For further details about ProPHet you can also see refs. [1,2,4]

References

[1] Lavery R, Sacquin-Mora S.
Protein mechanics: a route from structure to function.
J Biosci. 2007 Aug;32(5):891-8.
[2] Sacquin-Mora S.
Motions and mechanics: investigating conformational transitions in multi-domain proteins with coarse-grain simulations.
Mol. Simul. 2014, 229-236.
[3] Zacharias M.
Protein-protein docking with a reduced protein model accounting for side-chain flexibility.
Protein Sci. 2003 Jun;12(6):1271-82.
[4] Sacquin-Mora S, Lavery R.
Investigating the local flexibility of functional residues in hemoproteins.
Biophys J. 2006 Apr 15;90(8):2706-17. Epub 2006 Jan 20.
[5] Sacquin-Mora S, Laforet E, Lavery R.
Locating the active sites of enzymes using mechanical properties.

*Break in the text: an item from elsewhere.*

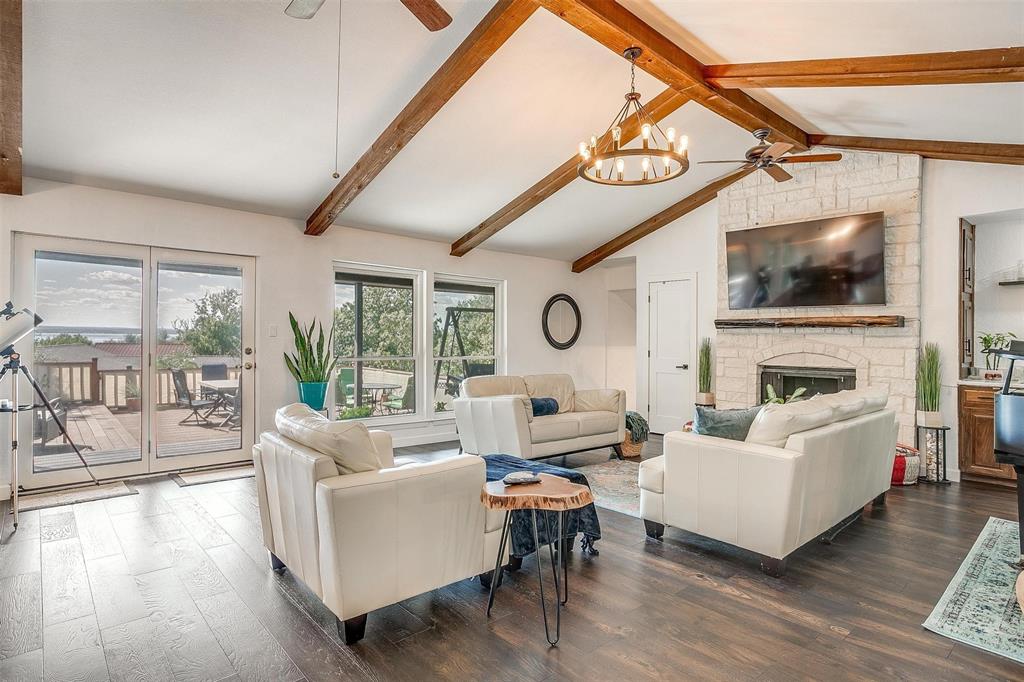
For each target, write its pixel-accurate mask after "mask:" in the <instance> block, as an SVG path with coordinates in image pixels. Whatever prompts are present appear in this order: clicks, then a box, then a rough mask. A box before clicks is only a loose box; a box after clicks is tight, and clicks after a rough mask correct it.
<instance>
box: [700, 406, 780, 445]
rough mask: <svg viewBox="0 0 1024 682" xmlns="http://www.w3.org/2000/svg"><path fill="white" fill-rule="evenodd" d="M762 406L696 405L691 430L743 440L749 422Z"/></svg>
mask: <svg viewBox="0 0 1024 682" xmlns="http://www.w3.org/2000/svg"><path fill="white" fill-rule="evenodd" d="M762 407H763V406H760V404H759V406H756V407H754V408H740V409H739V410H715V409H714V408H705V407H702V406H699V404H698V406H696V413H695V414H694V416H693V432H694V433H696V434H698V435H711V436H717V437H719V438H729V439H730V440H743V439H745V438H746V434H748V432H749V431H750V430H751V424H753V423H754V420H755V418H757V416H758V414H760V413H761V408H762Z"/></svg>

Proteins. 2007 May 1;67(2):350-9.
[6] Sacquin-Mora S.
Bridging enzymatic structure function va mechanics: a coarse-grain approach.
Methods Enzymol. 2016;578:227-48.
[7] Sacquin-Mora S.
Fold and flexibility: what can protein's mechanical properties tell us about their folding nucleus ?
J R Soc Interface. 2015 Nov 6;12(112).
[8] Bocahut A, Bernad S, Sebban P, Sacquin-Mora S.
Frontier residues lining globin internal cavities present specific mechanical properties.
J Am Chem Soc. 2011 Jun 8;133(22):8753-61.
[9] Oteri F, Baaden M, Lojou E, Sacquin-Mora S.
Multiscale simulations give insight into the hydrogen in and out pathways of [NiFe]-hydrogenases from Aquifex aeolicus and Desulfovibrio fructosovorans.
J Phys Chem B. 2014 Dec 4;118(48):13800-11.